The drop out voltage on the 7805/78L05 is approximately two volts so for a 5v final output you need 7v or more to regulate properly. The quiescent current at no load is 5mA for the 7805 and 3mA for the 78L05.
Having low drop out voltages and low quiescent currents make LDO regulators a good choice for battery based applications. For 100mA or less I like the 2950 series which have a drop out voltage of 0.38v and 75uA quiescent current at no load. They come in the TO-92 package. They are fairly available, relatively cheap, and being similar to the 78xx series are easy to use.
For larger current needs that require an external power supply you can switch over to a regular linear regulator.
If your system is not going to be near any audio signals switching regulators become a good option.
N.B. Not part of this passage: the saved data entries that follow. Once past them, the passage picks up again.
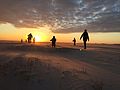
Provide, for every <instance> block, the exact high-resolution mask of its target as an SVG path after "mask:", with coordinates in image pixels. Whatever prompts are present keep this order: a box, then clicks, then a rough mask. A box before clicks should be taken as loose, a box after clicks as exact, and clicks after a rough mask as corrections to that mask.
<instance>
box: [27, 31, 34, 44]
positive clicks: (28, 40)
mask: <svg viewBox="0 0 120 90" xmlns="http://www.w3.org/2000/svg"><path fill="white" fill-rule="evenodd" d="M32 38H33V36H32V34H31V33H30V34H28V43H31V39H32Z"/></svg>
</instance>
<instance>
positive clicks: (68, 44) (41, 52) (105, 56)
mask: <svg viewBox="0 0 120 90" xmlns="http://www.w3.org/2000/svg"><path fill="white" fill-rule="evenodd" d="M88 47H89V48H88V49H87V50H82V47H81V44H80V45H78V46H76V47H73V46H72V45H71V44H65V43H64V44H63V43H59V44H58V46H57V48H51V47H50V44H48V43H40V44H36V45H33V44H31V45H29V44H20V43H10V42H9V43H6V42H4V43H3V42H0V90H120V45H105V44H90V45H89V46H88Z"/></svg>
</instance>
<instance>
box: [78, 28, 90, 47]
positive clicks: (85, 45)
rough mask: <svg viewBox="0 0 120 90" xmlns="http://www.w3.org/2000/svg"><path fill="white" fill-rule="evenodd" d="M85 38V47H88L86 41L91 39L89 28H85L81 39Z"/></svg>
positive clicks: (84, 40) (80, 37)
mask: <svg viewBox="0 0 120 90" xmlns="http://www.w3.org/2000/svg"><path fill="white" fill-rule="evenodd" d="M82 38H83V42H84V49H86V42H87V40H88V41H89V35H88V32H87V29H85V30H84V32H83V34H82V35H81V37H80V40H81V39H82Z"/></svg>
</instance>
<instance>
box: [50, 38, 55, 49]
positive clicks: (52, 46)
mask: <svg viewBox="0 0 120 90" xmlns="http://www.w3.org/2000/svg"><path fill="white" fill-rule="evenodd" d="M50 41H52V47H55V46H56V38H55V36H53V38H52V39H51V40H50Z"/></svg>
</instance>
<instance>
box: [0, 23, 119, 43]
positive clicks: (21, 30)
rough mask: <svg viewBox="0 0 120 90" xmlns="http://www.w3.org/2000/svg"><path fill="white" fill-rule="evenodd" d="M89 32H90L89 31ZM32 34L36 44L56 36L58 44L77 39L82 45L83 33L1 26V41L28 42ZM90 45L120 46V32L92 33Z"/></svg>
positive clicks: (46, 40)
A good switching regulator is the MAX603. It is a step down switching regulator that comes in a 8-pin DIP package and includes a shutdown feature to turn it off when it and the hardware powered from it is not needed. There is no need for external MOSFETs, diodes, inductors, etc. It has almost everything needed for operation built into the package making the circuit very simple. All you need is two capacitors so using it is alot like using a linear regulator. It is capable of delivering 500mA with only a 15uA quiescent current with a drop out voltage of 0.32v at it's 500mA max load.
The low drop out voltage and low quiescent current in a small nearly self contained package makes it good for battery use and medium current supplies when using external power supplies. It is unlikely you will exceed the 500mA output with a battery so there is plenty of room for most current needs when using a battery.
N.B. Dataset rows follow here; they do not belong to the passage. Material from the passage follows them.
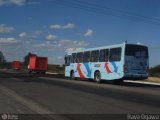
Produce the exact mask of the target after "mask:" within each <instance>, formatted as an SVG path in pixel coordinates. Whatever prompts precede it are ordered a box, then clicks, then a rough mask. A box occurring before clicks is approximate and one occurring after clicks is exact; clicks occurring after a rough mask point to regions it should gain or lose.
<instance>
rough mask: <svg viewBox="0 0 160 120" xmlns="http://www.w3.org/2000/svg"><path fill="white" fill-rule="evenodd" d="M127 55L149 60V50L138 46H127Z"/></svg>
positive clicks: (126, 52) (126, 53) (137, 45)
mask: <svg viewBox="0 0 160 120" xmlns="http://www.w3.org/2000/svg"><path fill="white" fill-rule="evenodd" d="M125 55H126V56H134V57H144V58H148V48H147V47H145V46H138V45H126V48H125Z"/></svg>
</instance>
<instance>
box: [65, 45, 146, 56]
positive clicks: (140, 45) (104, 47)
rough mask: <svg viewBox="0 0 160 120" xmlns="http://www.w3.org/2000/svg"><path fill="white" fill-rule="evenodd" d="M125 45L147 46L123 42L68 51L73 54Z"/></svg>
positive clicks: (69, 52) (119, 46)
mask: <svg viewBox="0 0 160 120" xmlns="http://www.w3.org/2000/svg"><path fill="white" fill-rule="evenodd" d="M125 45H137V46H145V45H142V44H127V43H122V44H115V45H108V46H102V47H94V48H88V49H83V50H77V51H74V52H68V53H67V54H68V55H71V54H72V53H78V52H87V51H94V50H99V49H107V48H115V47H123V46H125ZM145 47H146V46H145Z"/></svg>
For larger current needs you will have to look at more complex switchers probably using an wall power supplied input which will be a long and painful exercise or you can just buy a supply. Complete switching supplies the feed from wall AC can be bought pretty cheap these days so say yourself the time. They come already safety approved with lots of nice features that you don't have to add yourself if you were designing the supply from scratch.
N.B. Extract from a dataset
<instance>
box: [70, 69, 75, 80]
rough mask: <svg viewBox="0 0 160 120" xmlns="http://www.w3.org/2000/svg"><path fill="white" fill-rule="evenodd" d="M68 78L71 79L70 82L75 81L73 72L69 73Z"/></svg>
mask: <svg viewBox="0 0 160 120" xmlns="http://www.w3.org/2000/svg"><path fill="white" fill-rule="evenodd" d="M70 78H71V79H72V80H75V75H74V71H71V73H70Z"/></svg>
For their cost, complexity, limitations, and sometimes difficulty in locating it is not worth the bother with charge pumps for our application. You might as well use a switching regulator.
This may be the time we have "the talk". No not about that. About something more important then that. We are going to talk about decoupling in very quick detail. You'll hear about decoupling talked about in digital designs.
Decoupling is putting a small capacitor near the IC on the power rails, meaning from positive supply to ground. The capacitor removes higher frequency noise from the power feeding the IC. Another, and often more important, function is the capacitor cuts down on noise and spikes caused by the fast and sudden switching of the IC which can effect the operation of the system. Without the capacitor when the IC switches states it may pull current all the way back to the voltage regulator very quickly causing a power spike in the system. To prevent this a small capacitor near the IC will serve as a "mini-battery" so when the IC switches states it will get the current it needs from the nearest source, that being the capacitor, so it will not need to go all the way to the voltage regulator that feeds the rest of the circuit. That is why the capacitor should be as close as possible to the IC.
Ceramic capacitors of 0.01uF to 0.1uF are usually used.